Pioneer sells Alaska holdings to Caelus Energy for $550M

Pioneer Natural Resources Co. has sold its Alaska North Slope interests to Caelus Energy LLC for $550 million in cash, the company announced Oct. 25.

The transaction between the Texas-based independents was effective Oct. 1 and will be completed by the end of the year, according to a Pioneer release.

Pioneer Chairman and CEO Scott Sheffield said in an interview in Anchorage Oct. 25 that the company has decided to focus its efforts closer to home on discoveries it has made in the West Texas Permian shale basin. He said the company hopes to invest nearly $300 billion in the major Lower 48 field and that the capital from the sale of its North Slope holdings will be transferred south immediately.

Pioneer entered the Alaska oil and gas scene in 2002 when it made discoveries in its offshore Oooguruk field west of Prudhoe Bay. The field began producing in 2008.

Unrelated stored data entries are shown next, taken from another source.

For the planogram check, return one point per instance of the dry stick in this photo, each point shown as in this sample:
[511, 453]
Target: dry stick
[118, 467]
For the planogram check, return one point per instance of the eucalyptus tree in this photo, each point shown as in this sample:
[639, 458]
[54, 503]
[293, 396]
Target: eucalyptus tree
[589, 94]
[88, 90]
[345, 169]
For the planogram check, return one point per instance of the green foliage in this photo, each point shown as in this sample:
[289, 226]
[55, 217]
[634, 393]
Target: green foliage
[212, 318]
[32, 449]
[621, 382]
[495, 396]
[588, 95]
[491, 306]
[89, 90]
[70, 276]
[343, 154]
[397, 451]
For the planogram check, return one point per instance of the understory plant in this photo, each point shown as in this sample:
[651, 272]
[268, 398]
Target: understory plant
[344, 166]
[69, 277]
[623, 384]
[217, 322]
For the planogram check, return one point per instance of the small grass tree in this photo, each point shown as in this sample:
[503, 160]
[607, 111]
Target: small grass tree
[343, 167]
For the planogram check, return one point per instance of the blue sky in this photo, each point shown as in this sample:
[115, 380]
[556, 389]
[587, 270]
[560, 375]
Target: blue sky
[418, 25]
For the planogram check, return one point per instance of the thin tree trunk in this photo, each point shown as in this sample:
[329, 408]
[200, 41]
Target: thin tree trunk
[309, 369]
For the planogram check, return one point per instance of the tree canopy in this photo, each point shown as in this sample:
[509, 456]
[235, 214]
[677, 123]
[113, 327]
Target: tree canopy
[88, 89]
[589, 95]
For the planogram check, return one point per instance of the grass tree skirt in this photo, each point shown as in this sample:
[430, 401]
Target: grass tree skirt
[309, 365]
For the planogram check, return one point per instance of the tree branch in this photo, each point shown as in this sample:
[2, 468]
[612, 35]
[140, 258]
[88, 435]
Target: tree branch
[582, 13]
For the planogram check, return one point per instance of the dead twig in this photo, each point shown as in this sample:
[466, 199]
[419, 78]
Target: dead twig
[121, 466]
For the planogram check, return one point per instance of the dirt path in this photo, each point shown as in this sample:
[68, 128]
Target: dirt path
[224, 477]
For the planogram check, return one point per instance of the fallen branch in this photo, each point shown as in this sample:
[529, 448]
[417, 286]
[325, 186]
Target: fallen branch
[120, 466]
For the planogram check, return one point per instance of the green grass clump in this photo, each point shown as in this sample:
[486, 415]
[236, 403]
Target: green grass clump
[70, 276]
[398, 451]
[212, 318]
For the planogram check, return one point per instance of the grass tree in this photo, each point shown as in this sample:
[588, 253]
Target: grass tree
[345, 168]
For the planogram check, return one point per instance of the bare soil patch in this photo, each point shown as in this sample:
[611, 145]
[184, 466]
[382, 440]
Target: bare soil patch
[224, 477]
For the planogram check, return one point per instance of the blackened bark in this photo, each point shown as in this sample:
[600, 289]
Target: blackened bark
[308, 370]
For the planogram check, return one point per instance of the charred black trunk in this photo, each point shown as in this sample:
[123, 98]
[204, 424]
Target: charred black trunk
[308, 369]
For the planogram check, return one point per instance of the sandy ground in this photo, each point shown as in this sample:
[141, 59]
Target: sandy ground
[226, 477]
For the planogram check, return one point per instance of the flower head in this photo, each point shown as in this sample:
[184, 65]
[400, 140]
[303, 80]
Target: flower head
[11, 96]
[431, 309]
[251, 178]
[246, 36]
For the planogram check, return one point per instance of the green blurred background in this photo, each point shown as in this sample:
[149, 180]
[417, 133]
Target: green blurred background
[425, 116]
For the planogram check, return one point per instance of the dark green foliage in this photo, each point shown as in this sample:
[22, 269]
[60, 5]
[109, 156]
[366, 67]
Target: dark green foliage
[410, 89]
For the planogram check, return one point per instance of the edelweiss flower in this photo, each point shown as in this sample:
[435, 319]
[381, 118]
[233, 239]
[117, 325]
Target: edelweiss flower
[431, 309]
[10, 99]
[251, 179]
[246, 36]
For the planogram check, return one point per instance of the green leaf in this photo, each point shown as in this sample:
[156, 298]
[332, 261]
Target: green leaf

The company produced an average of 4,000 barrels per day in the state through the first nine months of 2013, said the release.

While Pioneer said in August it was pleased with the results fracturing produced on in-production wells in its Nuna field just onshore from Oooguruk, Sheffield said the prospect of 50 billion recoverable barrels of oil in Texas drove the decision.

Caelus President and CEO James Musselman said his company plans to expand Pioneer’s current Oooguruk operations and quickly develop the Nuna field. He called Alaska “one of the oiliest places in the world” and said the state offers ample exploration opportunities.

He will have to learn how to pronounce “Oooguruk,” an Inupiaq work for the bearded seals found in the waters off the North Slope, he added.

Musselman said he expects the company he founded in 2011 to invest about $1.5 billion in Alaska over the next five to six years.

“We have quite ambitious plans,” he said.

Pioneer’s Alaska staff will stay on board and transition to Caelus, Musselman said, with a small staff addition of current Caelus employees.

Pioneer has about 70 full-time employees in the state and contracts with up to 300 more workers during peak periods, company spokesman Casey Sullivan said.

Musselman said the opportunity to take over an operation with established staff familiar with operating in the state especially appealed to him.

Additionally, the spring passage and implementation of oil tax reform in Senate Bill 21 by the state had a direct bearing on Musselman’s decision to enter the Alaska market, he said.

His company was originally investigating the purchase of other assets in the state in late spring before the Pioneer opportunity came up, Musselman said. He added that he had not had a positive view of the climate of the state’s energy business in prior years.

“We hear every day that the major companies — ConocoPhillips, Exxon(Mobil), BP — everybody is really growing up here now because of the passage of SB 21 and that hasn’t happened in the last four or five years,” he said. “You’ve got to look at the direct correlation between the amount of activity that’s been announced and the impact SB 21 has had on that.”

Caelus is also involved in exploration in Southeast Asia, according to Musselman.

Prior to founding Caelus Musselman ran Kosmos Energy Ltd., an exploration-driven company he helped establish in 2007, he said. Since the mid-1990s he has been involved in oil exploration in Colombia and West Africa, he said.

After an Oct. 24 meeting with Gov. Sean Parnell, Musselman said he is impressed with the state’s commitment to increase private investment, but also that the effort to repeal SB 21 is a concern.

A referendum on the oil-production tax will be held in August of next year with opponents hoping to repeal the tax reform.

After 11 years in the state, Sheffield said he would miss working with Pioneer’s Alaska staff but said he is confident Musselman, someone he has known for 30 years, is the right man to take over the work.

He added that he will also miss the relationship the State of Alaska has with independent oil and gas companies and concurred with Musselman when discussing the state’s oil future.

“To remove SB 21 would be the best way to see the pipeline (throughput) continue to decline,” Sheffield said.